The stranger continued to watch. Spet braced his feet against the grass of the bank and heaved on the next trap line, wanting to show his strength. He heaved too hard, and a strand of the net gave way. The stranger waded out into the water, and pulled in the strand, so that no fish escaped.

It was the act of a friend. And yet when the net trap was safely drawn up on the bank, the brown stranger stepped back without comment or gesture, and watched exactly as beforeЧas if his help was the routine of one kinfolk to another.

That showed that the brown one was his kin and a member of his family. But Spet had seen all of his live kinfolk, and none of them looked so strange. It followed reasonably that the brown one was a ghost, a ghost of a relative who had drowned.

Spet nodded at the ghost and transferred the fish from the trap to the woven baskets and salted them. He squatted to repair the broken strand of the net.

The brown ghost squatted beside him. It pointed at the net and made an inquiring sound.

"I am repairing the trap, Grandfather," Spet explained, using the most respectful name for the brown ghost relative.

The ghost put a hand over his own mouth, then pointed at the ground and released its mouth to make another inquiring noise.

"The ground is still dry, Grandfather," Spet said cordially, wondering what he wanted to know. He rose and flung the trap net out on its line into the river, hoping that the brown ghost would admire his strength. Figures in dreams often came to tell you something, and often they could not speak, but the way they looked and the signs they made were meant to give you a message. The brown ghost was shaped like a youngling, like Spet, as if he had drowned before his adult hanging ceremony. Perhaps this one came in daylight instead of dreams, because Spet was going to die and join the ghosts soon, before he became an adult.

The thought was frightening. The haze thickening on the horizon looked ominous.

The brown ghost repeated what Spet had said, almost in Spet's voice, blurring the words slightly. The ground is still dry Grandfather. He pointed at the ground and made an inquiring noise.

"Ground," said Spet thinking about death, and every song he had heard about it. Then he heard the ghost repeat the word, and saw the satisfaction of his expression, and realized that the ghost had forgotten how to talk, and wanted to be taught all over again, like a newborn.

That made courtesy suddenly a simple and pleasant game.
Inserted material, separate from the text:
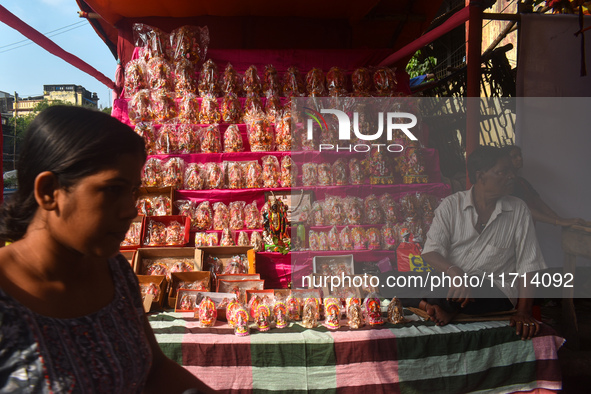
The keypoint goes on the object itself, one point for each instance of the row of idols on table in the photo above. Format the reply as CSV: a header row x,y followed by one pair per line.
x,y
268,309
As Spet worked, he pointed at everything, and said the word, he described what he was doing, and sometimes he sang the childhood work songs, that described the work.

The ghost followed and helped him with the nets, and listened and pointed at things he wanted to learn. Around his waist coiled a blind silver snake that Spet had not noticed at first, and the ghost turned the head of the snake towards Spet when he sang, and sometimes the ghost talked to the snake himself, with explanatory gestures.
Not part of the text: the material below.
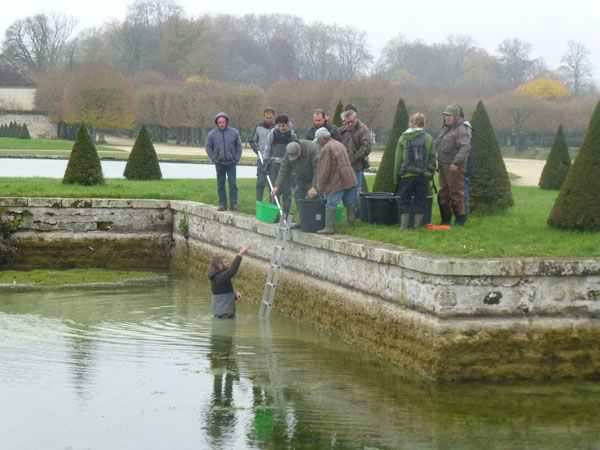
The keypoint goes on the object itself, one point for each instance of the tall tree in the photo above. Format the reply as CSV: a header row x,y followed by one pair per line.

It was very shocking to Spet that anyone would explain things to a snake, for snakes are wise, and a blind snake is the wise one of dreamsЧhe who knows everything. The blind snake did not need to be explained to. Spet averted his eyes and would not look at it.

The ghost and he worked together, walking up the river bank, hauling traps, salting fish, and throwing the traps back, and Spet told what he was doing, and the ghost talked down to the snake around his waist, explaining something about what they were doing.

Once the brown ghost held the blind silver snake out towards Spet, indicating with a gesture that he should speak to it.

Terrified and awed, Spet fell to his knees. "Tell me, Wisest One, if you wish to tell me, will I die in the hanging?"

He waited, but the snake lay with casual indifference in the ghost's hand, and did not move or reply.

Spet rose from his knees and backed away. "Thank you, oh Wise One."